Title: Maybe.. Just Once
Pairing: Kev/Nicky, AJ/Brian
Author: Jules
Feedback: Send Here
Rating: Im'a say R... don't understand that NC-17 stuff
Disclaimer: If the first part never happened... then this part sure as hell never happened... Just something I came up with while in an elevator and ran with it...









Chapter 14~AJ~
I feel someone in bed with me and wake up a little confused. It's been a while since I've woken up with someone. Still half asleep I don't question it and move in closer, snuggling with whoever it is that's in my bed. If it's a dream I don't want to wake up. I can imagine it's Brian and we're happy. We're in love.
The person is running their fingers through my hair an I can feel them breathing on my face. I so want this to be Brian. Too bad it's a dream. It has to be a dream. Who would I be in bed with! Smiling I feel their lips on mine. It feels so real. They're kissing me now and they taste so good. I think that's their tongue. Opening my mouth I pull them closer and begin to grind my hips into them. If it's just a dream, I might as well make the most of it. "Oh Brian." I mumble sucking on their tongue and pulling the dream person on top of me.

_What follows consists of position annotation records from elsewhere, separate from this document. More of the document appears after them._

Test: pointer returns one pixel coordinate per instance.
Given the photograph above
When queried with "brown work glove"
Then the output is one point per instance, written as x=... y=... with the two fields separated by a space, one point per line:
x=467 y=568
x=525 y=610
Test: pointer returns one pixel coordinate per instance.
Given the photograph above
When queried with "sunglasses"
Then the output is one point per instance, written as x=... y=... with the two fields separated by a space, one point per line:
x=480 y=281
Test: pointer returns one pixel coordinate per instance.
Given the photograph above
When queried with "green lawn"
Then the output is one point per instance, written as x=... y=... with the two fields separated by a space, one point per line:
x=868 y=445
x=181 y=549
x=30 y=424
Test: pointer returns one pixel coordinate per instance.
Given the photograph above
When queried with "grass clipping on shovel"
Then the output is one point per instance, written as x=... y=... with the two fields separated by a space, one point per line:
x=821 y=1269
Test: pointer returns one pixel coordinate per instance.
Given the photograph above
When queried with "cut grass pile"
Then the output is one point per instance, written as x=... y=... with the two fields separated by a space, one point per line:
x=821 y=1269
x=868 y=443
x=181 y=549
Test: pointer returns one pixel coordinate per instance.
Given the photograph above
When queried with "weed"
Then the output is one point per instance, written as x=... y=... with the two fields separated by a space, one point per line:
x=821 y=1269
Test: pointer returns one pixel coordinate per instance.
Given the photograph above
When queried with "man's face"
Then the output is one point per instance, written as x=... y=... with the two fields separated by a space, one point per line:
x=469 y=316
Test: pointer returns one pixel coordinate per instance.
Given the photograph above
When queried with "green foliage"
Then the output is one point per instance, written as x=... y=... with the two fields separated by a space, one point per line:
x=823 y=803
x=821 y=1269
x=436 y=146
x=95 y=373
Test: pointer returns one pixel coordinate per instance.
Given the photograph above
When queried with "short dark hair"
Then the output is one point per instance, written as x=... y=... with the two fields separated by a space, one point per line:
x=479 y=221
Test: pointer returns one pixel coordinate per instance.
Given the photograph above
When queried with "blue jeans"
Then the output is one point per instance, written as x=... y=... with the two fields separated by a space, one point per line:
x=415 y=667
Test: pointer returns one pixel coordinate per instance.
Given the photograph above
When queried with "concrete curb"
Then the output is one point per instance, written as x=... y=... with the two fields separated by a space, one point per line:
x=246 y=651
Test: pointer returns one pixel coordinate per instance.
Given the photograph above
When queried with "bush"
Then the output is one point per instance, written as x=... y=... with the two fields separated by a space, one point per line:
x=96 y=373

I need to have more of these dreams a hell of a lot more often.
~Brian~
I'm having the most amazing dream of my entire life. I'm in bed with AJ and we're sleeping. I turn over and watch him sleep before pulling him in and kissing him. It feels so real and I hope I never wake up. It is here we can be together. It is in my dreams I have no obligations...no expectations. He feels so good under me. Tastes so good and I want more. I hear him moan my name and he pulls me closer. And that's when I feel his erection rub against mine. Only....it feels too real to be a dream.
I open my eyes to find out that I'm on top of AJ and we're kissing, passionately. From the looks of it, he's still half asleep and probably thinks it's a dream like I did. I'm torn between my head and my heart. He looks so sexy underneath me. Breathing hard and mouth ready for more. But my head is telling me that I need to get out of here. What the hell is going on? I jerk suddenly, waking him up. I can see the confusion on his face as he realizes it's not a dream.
"What's going on?" I can't help but ask. Panic mode has set in.
And then I can tell AJ remembers what's going on. "You freaked out. Came into my room last night again and crawled in to sleep with me. Said your room was too lonely. Too empty." The sadness and frustration in his voice cut me like a knife.
I jumped up and got as far from the bed as I could. "I'm sorry. I shouldn't be here. Wrong." I saw the tears form in his eyes and wished it could be different.
~AJ~
I tried not to cry. I really did but couldn't help it. This was happening too frequently. Almost every other night, whether we were on the bus or in a hotel, around 3am I would hear a soft knock on my door followed by footsteps leading to the bed. Brian would crawl into the bed with me and ask if he could sleep with me. He swore each time would be the last, but it never was. And sometimes this would happen. He would forget how in love with Barbie he was and kiss me. Touch me. Whisper his apologies as he let me hold him. And each time I convinced myself that I was okay with this. But I wasn't. It is slowly killing me.
The hardest thing I've ever done is watch him freak out each time it happens. When he realizes what he's done. Seeing the shame. The disgust in his eyes. The guilt. We so need to talk about this. Perhaps when we've both calmed down. I did manage to string two words together as I watched him pace around the room. "Please leave." Shocked he looked at me. I've never told him to leave. He must have known that I needed him to listen to me, because he did. He walked out just seconds before I broke down into tears. How much worse could this get?